Flavonoids, bioactive components of propolis, exhibit cytotoxic activity and induce cell cycle arrest and apoptosis in human breast cancer cells MDA-MB-231 and MCF-7 – a comparative study

Agata Kabała-Dzik, Anna Rzepecka-Stojko, Robert Kubina, Marcello Iriti, Robert D Wojtyczka, Ewa Buszman, Jerzy Stojko


Breast cancer is one of the most common causes of mortality in women. Flavonoids, among other compounds, are bioactive constituents of propolis. In this comparative study, we investigated the effects of flavonoids apigenin (API), genistein (GEN), hesperidin (HES), naringin (NAR) and quercetin (QUE) on the proliferation, apoptosis, and cell cycle of two different human cancer cells - MDA-MB-231, estrogen-negative, and MCF-7, estrogen-positive receptor breast carcinoma cells. Many cytotoxic reports of flavonoids were performed by MTT assay. However, it’s reported that MTT is reduced in metabolically active cells and yields an insoluble purple formazan, which indicates that obtained cytotoxic results of flavonoids could be inconsistent.
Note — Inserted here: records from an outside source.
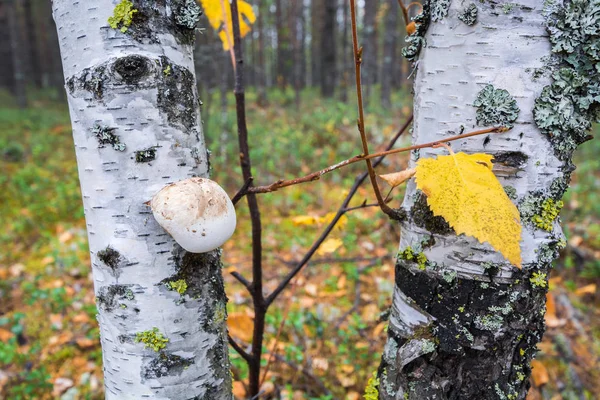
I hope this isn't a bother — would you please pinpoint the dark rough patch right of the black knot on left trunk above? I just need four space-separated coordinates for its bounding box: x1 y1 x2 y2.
158 57 199 133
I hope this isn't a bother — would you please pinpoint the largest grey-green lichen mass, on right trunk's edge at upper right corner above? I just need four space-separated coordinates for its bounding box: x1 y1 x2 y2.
533 0 600 161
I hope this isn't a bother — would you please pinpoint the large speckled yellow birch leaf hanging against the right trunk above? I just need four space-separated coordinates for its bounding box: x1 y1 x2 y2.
416 152 521 268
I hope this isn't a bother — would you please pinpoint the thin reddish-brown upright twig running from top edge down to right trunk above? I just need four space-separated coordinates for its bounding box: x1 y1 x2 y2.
350 0 397 219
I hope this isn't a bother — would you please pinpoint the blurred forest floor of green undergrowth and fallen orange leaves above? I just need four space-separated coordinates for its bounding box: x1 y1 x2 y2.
0 91 600 400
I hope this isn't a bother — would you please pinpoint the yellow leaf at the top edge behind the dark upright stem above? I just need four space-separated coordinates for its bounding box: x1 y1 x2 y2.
200 0 256 51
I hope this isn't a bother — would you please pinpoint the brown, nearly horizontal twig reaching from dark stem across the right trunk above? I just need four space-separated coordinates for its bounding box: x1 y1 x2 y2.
241 123 507 193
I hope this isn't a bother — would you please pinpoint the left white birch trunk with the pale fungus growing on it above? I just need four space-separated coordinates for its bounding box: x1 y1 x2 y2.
53 0 232 400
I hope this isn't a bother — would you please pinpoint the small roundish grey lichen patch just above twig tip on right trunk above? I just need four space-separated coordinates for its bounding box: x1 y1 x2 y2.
473 85 520 128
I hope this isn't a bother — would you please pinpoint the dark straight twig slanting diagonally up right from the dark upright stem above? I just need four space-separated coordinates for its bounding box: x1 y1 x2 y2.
265 115 413 307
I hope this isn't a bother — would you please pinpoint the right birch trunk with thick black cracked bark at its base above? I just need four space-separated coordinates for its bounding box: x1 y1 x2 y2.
378 0 597 400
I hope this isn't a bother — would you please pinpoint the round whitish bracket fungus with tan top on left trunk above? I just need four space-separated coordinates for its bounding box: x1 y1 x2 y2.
150 178 236 253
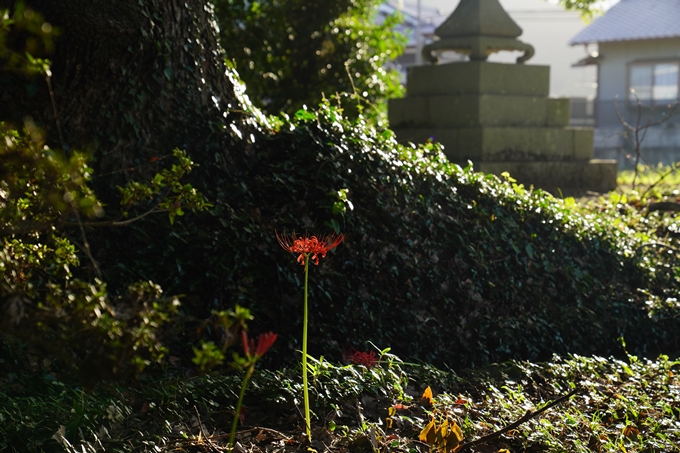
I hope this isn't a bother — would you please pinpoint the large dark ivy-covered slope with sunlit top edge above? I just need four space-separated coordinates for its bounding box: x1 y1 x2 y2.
93 95 680 367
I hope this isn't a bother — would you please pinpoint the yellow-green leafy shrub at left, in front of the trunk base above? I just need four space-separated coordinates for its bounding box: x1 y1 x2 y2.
0 122 206 386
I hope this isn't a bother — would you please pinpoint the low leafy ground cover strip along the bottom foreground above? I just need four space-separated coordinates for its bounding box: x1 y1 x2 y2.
0 351 680 453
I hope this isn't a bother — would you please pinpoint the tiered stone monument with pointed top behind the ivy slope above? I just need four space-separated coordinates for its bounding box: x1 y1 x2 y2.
389 0 617 195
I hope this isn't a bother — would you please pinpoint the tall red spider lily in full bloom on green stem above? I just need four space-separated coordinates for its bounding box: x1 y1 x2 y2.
276 232 345 441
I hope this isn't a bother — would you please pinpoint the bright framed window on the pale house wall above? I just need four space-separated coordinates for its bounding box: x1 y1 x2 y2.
628 62 680 102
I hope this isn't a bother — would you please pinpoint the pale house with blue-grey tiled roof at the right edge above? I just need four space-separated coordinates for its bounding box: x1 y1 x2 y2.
570 0 680 168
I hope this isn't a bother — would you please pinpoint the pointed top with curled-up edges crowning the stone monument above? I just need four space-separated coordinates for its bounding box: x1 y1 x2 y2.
423 0 534 63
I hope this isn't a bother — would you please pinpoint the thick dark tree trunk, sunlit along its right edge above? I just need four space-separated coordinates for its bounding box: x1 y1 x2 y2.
0 0 243 173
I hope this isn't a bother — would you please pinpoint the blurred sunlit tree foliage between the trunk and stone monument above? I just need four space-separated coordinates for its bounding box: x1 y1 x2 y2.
215 0 405 123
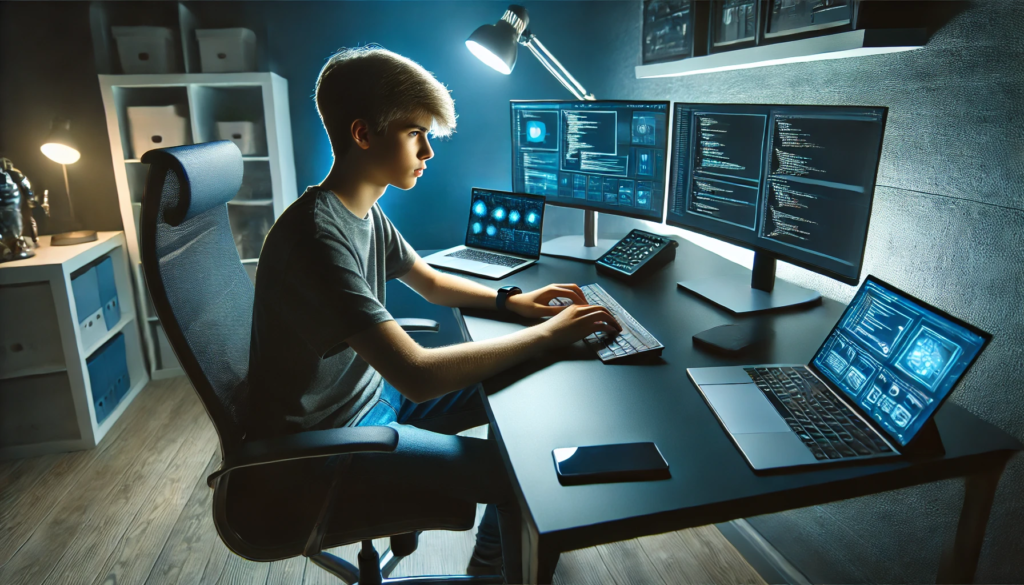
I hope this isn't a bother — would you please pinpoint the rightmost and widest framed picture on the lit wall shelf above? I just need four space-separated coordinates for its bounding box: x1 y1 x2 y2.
765 0 856 41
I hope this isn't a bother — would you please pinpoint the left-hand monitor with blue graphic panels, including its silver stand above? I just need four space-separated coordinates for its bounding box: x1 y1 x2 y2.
511 100 669 261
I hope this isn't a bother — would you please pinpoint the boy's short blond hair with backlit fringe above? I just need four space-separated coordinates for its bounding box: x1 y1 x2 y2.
315 45 456 156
Cell viability was measured by NR, neutral red assay, while the percentage of apoptotic cells and cell cycle arrest were determined by flow cytometry and Muse cell cycle assay, respectively. The results showed a high dose-dependent effect in cell viability tests. IC50 values were as follows (MCF-7/MDA-MB-231, for 48 h, in µM): 9.39/50.83 for HES, 25.19/88.17 for API, 40.26/333.51 for NAR, 49.49/47.50 for GEN and 95.12/130.10 for QUE. Flavonoid-induced apoptosis was dose- and time-dependent, for both cancer cell lines, though flavonoids were more active on MCF-7 cells. The flavonoids also induced cell cycle arrest in cancer cells.


Flavonoids; Propolis; Breast cancer.